Ob Erwin deshalb Unterhalt für die Töchter verlangen würde? Viele Väter verzichten auf Unterhalt von der Mutter ihrer Kinder, wenn sie einfach nur selbst in Ruhe gelassen werden. Doch diese Ruhe ist Erwin nicht vergönnt: Sohn Bernhard* nämlich ist erst 10. Er darf nicht zum Vater, noch nicht. Und Antonia scheint es egal zu sein, dass Erwin zwei ihrer drei Kinder betreut. Sie verlangt für Bernhard so viel Unterhalt, wie sie kann. Auf gar keinen Fall will sie im Gegenzug für die Töchter Unterhalt bezahlen, und das zu verhindern, kann sehr einfach sein für eine Mutter in Österreich.

Welch Zufall daher, dass Antonia wieder schwanger geworden ist, von ihrem neuen Partner!

Hier erleben wir einmal mehr, was die Republik Österreich unter «Gleichbehandlung» versteht: Eine unterhaltspflichtige Mutter kann die Karenz nutzen, und niemand darf von ihr verlangen, Unterhalt zu bezahlen. Will hingegen ein unterhaltspflichtiger Vater für sein jüngstes Baby in Karenz gehen, so ist es geltendes Recht, nein wieder geltendes Unrecht: Diesem Vater wird die Karenz praktisch verboten. Der Unterhalt für seine großen Kinder wird nicht einen Cent reduziert, nach dem Motto: «Soll er doch arbeiten, statt in Karenz zu gehen!»

Antonia könnte verschiedene Varianten des Kinderbetreuungsgeldes wählen. Mit einer davon würde sie einen Teil als Unterhalt für die Töchter zu bezahlen haben, also wählt sie die andere. Nun gilt in Österreich ja der «Anspannungsgrundsatz», verzeihen Sie den Fachbegriff: Wer eine Einkommensmöglichkeit vernachlässigt, zahlt trotzdem Unterhalt von der Summe, die er nicht verdient.
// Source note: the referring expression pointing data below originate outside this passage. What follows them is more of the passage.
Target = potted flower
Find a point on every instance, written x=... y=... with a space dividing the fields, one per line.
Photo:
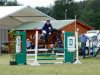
x=12 y=47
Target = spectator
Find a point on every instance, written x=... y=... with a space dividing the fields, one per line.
x=29 y=45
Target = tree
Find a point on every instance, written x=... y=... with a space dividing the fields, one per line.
x=61 y=5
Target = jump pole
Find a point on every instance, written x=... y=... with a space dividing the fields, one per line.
x=76 y=38
x=36 y=49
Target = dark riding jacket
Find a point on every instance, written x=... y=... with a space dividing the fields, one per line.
x=47 y=28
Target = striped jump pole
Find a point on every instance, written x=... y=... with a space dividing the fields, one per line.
x=36 y=49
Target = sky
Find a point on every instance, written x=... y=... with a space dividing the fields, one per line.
x=35 y=3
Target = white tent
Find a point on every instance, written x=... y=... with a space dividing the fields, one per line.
x=12 y=16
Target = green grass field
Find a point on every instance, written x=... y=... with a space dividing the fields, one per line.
x=89 y=66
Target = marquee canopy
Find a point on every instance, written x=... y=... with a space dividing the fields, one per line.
x=12 y=16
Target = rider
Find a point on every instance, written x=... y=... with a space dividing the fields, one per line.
x=47 y=29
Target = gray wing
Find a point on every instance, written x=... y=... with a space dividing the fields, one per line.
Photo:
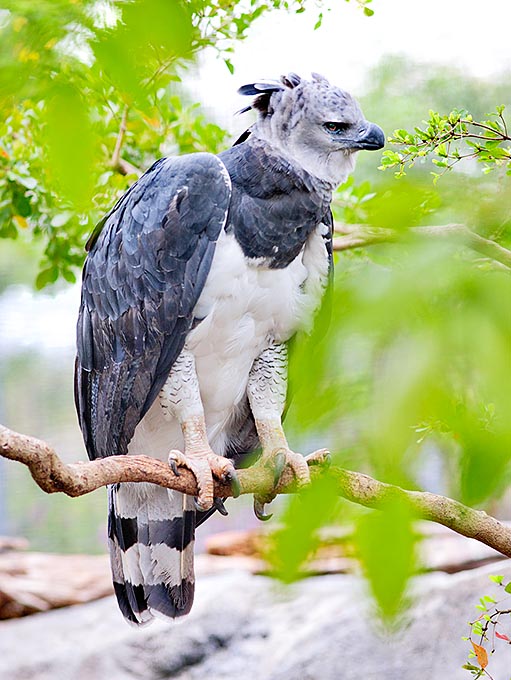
x=144 y=273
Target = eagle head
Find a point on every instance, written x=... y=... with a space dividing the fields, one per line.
x=315 y=124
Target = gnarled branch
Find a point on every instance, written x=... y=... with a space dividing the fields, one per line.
x=77 y=479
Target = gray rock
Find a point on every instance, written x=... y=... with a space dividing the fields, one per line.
x=245 y=626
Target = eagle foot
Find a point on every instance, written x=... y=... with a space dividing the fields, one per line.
x=277 y=461
x=204 y=465
x=321 y=458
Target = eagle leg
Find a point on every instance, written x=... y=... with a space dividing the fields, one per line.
x=267 y=387
x=180 y=399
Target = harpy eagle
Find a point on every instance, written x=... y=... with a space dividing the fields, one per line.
x=194 y=283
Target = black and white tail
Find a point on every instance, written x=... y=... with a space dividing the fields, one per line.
x=151 y=537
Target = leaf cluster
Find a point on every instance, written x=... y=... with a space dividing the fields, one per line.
x=450 y=138
x=486 y=631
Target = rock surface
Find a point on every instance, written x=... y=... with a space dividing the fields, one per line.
x=248 y=627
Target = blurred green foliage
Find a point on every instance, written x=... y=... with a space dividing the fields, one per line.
x=416 y=355
x=73 y=75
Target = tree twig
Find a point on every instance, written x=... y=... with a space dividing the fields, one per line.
x=77 y=479
x=360 y=236
x=117 y=162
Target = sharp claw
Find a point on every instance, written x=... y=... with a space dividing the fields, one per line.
x=279 y=463
x=232 y=477
x=219 y=505
x=259 y=511
x=197 y=505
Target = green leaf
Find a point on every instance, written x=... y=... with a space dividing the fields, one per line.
x=70 y=142
x=386 y=547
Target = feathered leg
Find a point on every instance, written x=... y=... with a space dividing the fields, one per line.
x=180 y=399
x=267 y=388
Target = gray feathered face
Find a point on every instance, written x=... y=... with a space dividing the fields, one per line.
x=317 y=124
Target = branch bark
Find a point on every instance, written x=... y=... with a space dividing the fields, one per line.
x=360 y=236
x=53 y=475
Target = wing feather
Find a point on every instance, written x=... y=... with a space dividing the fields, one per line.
x=147 y=264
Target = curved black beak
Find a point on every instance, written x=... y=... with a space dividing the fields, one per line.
x=373 y=138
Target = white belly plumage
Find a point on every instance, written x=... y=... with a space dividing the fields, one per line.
x=244 y=306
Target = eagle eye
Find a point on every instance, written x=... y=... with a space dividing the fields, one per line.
x=333 y=126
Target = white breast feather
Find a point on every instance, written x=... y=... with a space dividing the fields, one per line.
x=244 y=305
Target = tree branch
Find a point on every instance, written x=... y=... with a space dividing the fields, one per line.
x=360 y=236
x=77 y=479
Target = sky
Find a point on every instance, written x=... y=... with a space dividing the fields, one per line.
x=475 y=36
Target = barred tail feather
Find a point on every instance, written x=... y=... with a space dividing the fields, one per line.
x=151 y=532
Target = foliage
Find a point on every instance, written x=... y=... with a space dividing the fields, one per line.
x=451 y=138
x=79 y=78
x=487 y=632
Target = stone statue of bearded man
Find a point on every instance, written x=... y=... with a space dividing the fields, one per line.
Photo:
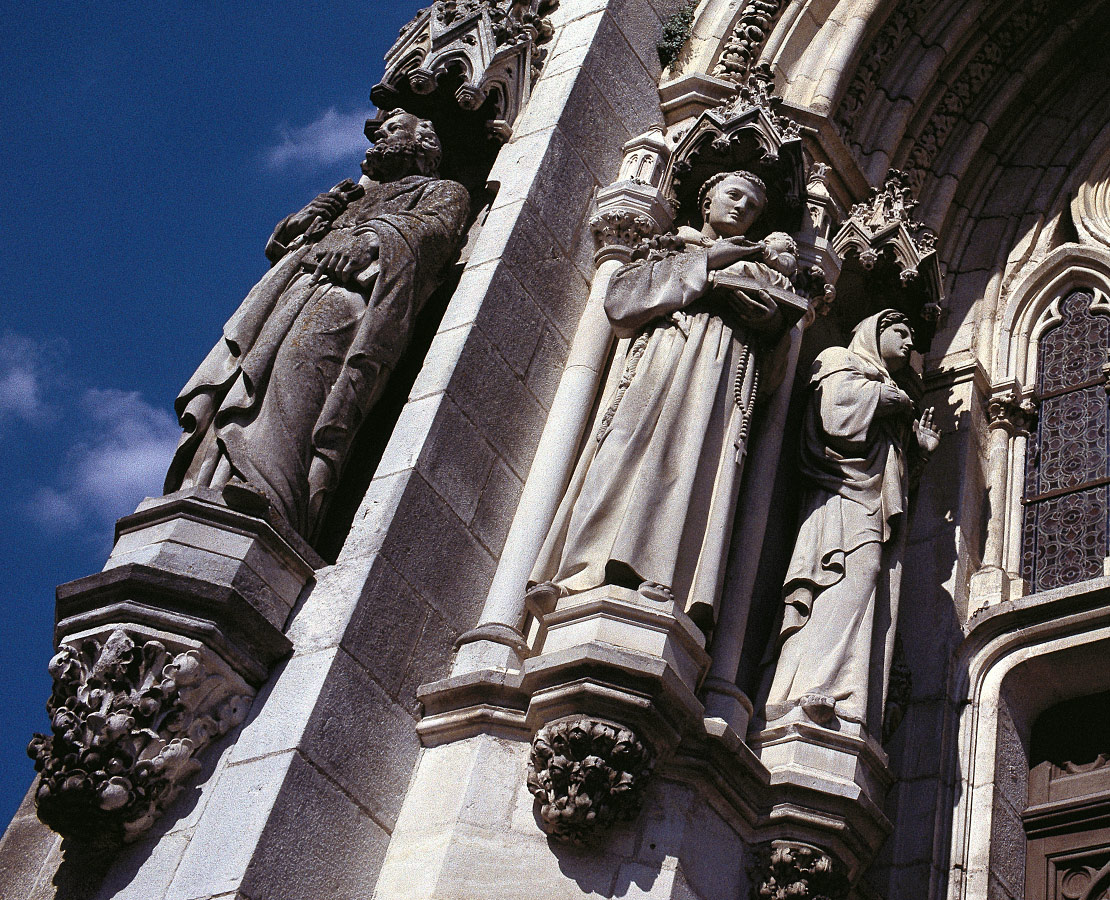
x=272 y=411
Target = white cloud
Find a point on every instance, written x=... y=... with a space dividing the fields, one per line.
x=122 y=458
x=331 y=138
x=28 y=368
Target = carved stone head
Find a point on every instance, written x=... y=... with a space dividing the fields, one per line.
x=730 y=203
x=404 y=144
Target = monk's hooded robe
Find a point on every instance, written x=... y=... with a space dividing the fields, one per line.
x=836 y=639
x=303 y=359
x=653 y=496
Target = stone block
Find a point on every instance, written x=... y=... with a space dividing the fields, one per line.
x=283 y=710
x=494 y=515
x=497 y=403
x=550 y=98
x=440 y=362
x=410 y=435
x=1007 y=847
x=456 y=459
x=1011 y=761
x=490 y=799
x=546 y=366
x=713 y=858
x=561 y=198
x=621 y=617
x=24 y=850
x=385 y=627
x=642 y=26
x=636 y=881
x=149 y=875
x=622 y=77
x=318 y=843
x=596 y=129
x=430 y=659
x=228 y=835
x=496 y=231
x=908 y=881
x=918 y=804
x=362 y=739
x=918 y=757
x=573 y=43
x=455 y=574
x=511 y=319
x=515 y=170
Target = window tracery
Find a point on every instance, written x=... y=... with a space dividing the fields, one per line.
x=1066 y=535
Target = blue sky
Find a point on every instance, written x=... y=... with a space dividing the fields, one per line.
x=149 y=150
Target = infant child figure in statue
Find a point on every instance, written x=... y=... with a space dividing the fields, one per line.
x=652 y=501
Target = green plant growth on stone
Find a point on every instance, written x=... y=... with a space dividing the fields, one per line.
x=675 y=31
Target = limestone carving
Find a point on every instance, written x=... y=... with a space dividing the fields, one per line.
x=786 y=870
x=272 y=412
x=129 y=716
x=883 y=229
x=676 y=31
x=860 y=440
x=996 y=51
x=1011 y=412
x=652 y=501
x=623 y=228
x=488 y=51
x=742 y=48
x=890 y=39
x=586 y=775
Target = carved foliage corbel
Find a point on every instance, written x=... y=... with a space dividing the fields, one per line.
x=129 y=716
x=586 y=775
x=788 y=870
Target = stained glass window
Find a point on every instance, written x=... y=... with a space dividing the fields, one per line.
x=1066 y=534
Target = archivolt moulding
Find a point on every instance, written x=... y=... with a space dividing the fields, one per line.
x=1031 y=306
x=1090 y=210
x=1028 y=655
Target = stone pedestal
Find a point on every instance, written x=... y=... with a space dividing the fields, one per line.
x=159 y=655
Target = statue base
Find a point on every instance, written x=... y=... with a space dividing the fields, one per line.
x=625 y=618
x=189 y=565
x=829 y=785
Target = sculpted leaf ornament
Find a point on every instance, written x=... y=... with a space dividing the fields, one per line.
x=586 y=775
x=128 y=719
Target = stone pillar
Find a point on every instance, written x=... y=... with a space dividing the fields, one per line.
x=1009 y=417
x=160 y=655
x=628 y=211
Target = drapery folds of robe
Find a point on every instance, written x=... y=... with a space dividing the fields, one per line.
x=843 y=584
x=304 y=359
x=653 y=496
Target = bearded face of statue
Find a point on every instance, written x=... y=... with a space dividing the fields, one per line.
x=895 y=345
x=733 y=206
x=404 y=144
Doch an diese Anspannungsmöglichkeit denkt Rechtspflegerin Balkner nicht im Geringsten. Sie konzentriert sich auf Wichtigeres: Nämlich darauf, den höchstmöglichen Unterhalt von Erwin zu berechnen, den er an Antonia zu überweisen hat.
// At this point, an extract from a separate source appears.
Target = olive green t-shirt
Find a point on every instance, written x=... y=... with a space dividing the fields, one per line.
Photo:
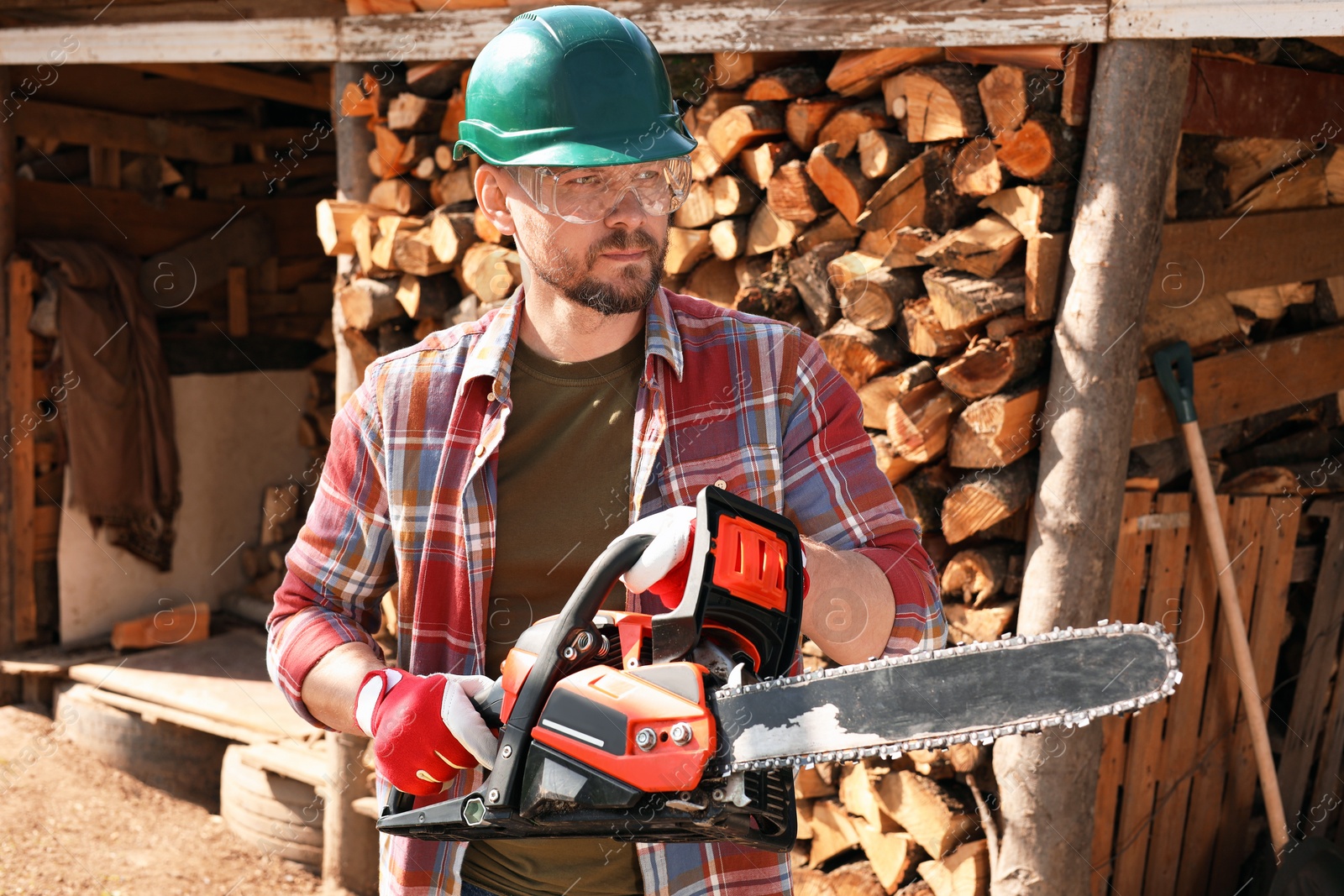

Einmal mehr zeigt die österreichische Justiz, was sie von Vätern hält: Und wenn Erwin noch so zwei der drei Kinder bei sich versorgt, von der Kindesmutter bekommt er keinen Cent, aber umgekehrt wird er zur Kasse gebeten. Zu allem Überdruss ist es nun Erwin, der auf ein Fantasiegehalt angespannt wird, eines, das er vor vier Jahren unter vielen Überstunden einmal verdient haben mag.
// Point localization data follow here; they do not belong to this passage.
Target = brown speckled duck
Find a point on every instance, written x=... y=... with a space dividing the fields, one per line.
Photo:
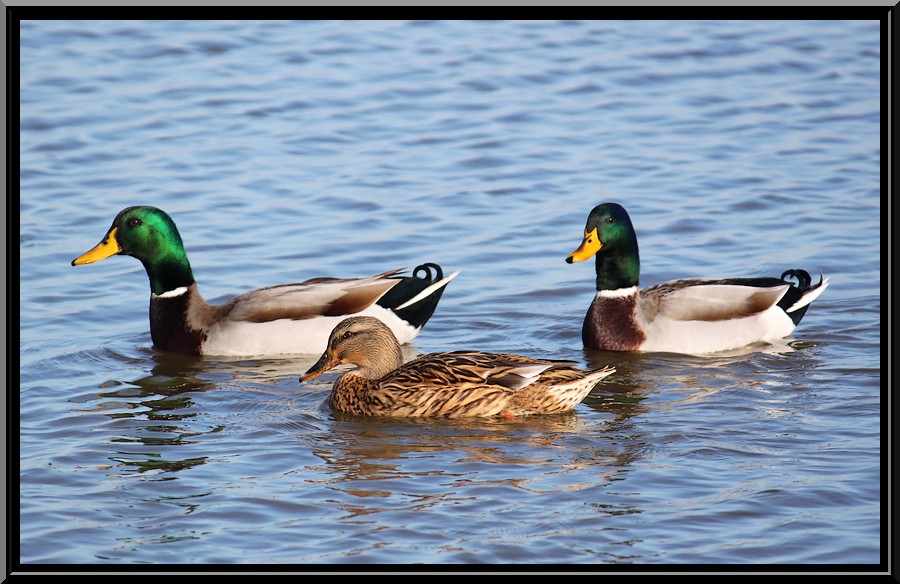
x=282 y=319
x=451 y=384
x=694 y=315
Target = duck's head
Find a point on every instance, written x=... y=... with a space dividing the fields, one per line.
x=150 y=235
x=610 y=236
x=363 y=341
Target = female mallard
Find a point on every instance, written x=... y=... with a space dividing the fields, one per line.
x=693 y=315
x=455 y=384
x=288 y=318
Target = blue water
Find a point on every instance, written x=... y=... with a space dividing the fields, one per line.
x=289 y=150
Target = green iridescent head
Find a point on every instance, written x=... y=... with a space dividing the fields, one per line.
x=609 y=235
x=150 y=235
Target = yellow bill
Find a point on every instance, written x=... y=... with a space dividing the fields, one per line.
x=589 y=246
x=108 y=247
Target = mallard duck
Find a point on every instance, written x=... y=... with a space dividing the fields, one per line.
x=694 y=315
x=287 y=318
x=452 y=384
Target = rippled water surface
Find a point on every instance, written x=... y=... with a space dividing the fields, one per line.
x=290 y=150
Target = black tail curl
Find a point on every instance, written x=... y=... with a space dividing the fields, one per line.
x=416 y=314
x=427 y=267
x=803 y=278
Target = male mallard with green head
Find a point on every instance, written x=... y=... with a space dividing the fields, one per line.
x=695 y=315
x=452 y=384
x=286 y=318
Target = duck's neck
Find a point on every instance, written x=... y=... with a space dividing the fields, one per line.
x=618 y=271
x=168 y=273
x=179 y=320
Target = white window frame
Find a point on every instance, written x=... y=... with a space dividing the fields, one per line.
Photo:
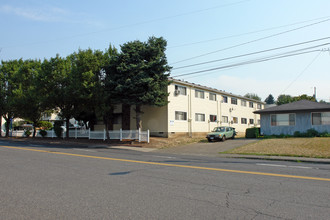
x=199 y=94
x=320 y=118
x=213 y=95
x=184 y=116
x=283 y=124
x=199 y=114
x=216 y=118
x=180 y=89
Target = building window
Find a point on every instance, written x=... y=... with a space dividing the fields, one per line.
x=199 y=117
x=199 y=94
x=213 y=97
x=117 y=119
x=180 y=90
x=213 y=118
x=321 y=118
x=234 y=101
x=182 y=116
x=224 y=119
x=283 y=120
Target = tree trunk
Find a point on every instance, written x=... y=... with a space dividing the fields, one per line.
x=106 y=124
x=67 y=121
x=0 y=125
x=7 y=126
x=138 y=117
x=34 y=129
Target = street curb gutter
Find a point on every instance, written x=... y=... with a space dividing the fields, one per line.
x=278 y=158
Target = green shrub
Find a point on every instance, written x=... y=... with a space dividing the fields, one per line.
x=325 y=134
x=252 y=132
x=58 y=129
x=27 y=133
x=45 y=125
x=43 y=133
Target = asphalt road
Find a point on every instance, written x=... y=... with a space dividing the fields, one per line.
x=39 y=182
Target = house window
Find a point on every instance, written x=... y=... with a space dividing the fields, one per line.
x=283 y=120
x=182 y=116
x=181 y=90
x=117 y=119
x=321 y=118
x=213 y=118
x=213 y=97
x=234 y=101
x=199 y=94
x=199 y=117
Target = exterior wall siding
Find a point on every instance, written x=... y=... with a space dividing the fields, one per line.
x=191 y=104
x=303 y=123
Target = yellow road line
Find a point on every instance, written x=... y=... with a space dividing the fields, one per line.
x=172 y=165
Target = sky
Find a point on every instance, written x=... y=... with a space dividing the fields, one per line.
x=289 y=39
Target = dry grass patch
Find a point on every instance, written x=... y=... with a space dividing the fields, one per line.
x=298 y=147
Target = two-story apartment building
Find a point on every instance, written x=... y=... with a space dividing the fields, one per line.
x=192 y=110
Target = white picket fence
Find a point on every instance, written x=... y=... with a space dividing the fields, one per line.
x=141 y=136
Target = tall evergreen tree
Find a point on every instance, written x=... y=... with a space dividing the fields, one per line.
x=143 y=74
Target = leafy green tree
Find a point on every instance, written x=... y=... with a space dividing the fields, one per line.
x=9 y=90
x=252 y=96
x=270 y=99
x=60 y=86
x=284 y=99
x=143 y=71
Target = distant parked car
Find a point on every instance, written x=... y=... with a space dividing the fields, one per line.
x=221 y=133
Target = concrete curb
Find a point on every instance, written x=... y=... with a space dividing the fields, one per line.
x=278 y=158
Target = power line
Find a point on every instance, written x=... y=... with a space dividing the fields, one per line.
x=246 y=62
x=248 y=42
x=247 y=33
x=249 y=54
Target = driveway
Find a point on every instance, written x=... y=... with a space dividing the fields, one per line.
x=207 y=149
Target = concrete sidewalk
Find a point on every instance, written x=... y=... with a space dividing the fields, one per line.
x=197 y=149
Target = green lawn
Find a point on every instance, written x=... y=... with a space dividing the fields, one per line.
x=298 y=147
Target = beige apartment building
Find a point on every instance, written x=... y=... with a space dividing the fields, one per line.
x=192 y=110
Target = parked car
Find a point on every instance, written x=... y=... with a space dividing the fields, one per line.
x=221 y=133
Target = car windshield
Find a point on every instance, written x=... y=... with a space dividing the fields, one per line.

Liebe Leserinnen und Leser: Oft hören wir die Moralpredigten der Vertreter dieses Unterhaltsrechts, wie sehr es um «Verantwortung» und so selbstlos nur um das Kindeswohl gehe. Blicken Sie mit Hilfe der Männerservice-Reports einmal mehr hinter diese falsche Fassade, hier am Beispiel von Erwin und seinen Kindern, denen selbst kaum Geld zum Leben bleibt.

Wir sehen uns Erwins Beschlüsse an, suchen mit ihm Wege und Möglichkeiten.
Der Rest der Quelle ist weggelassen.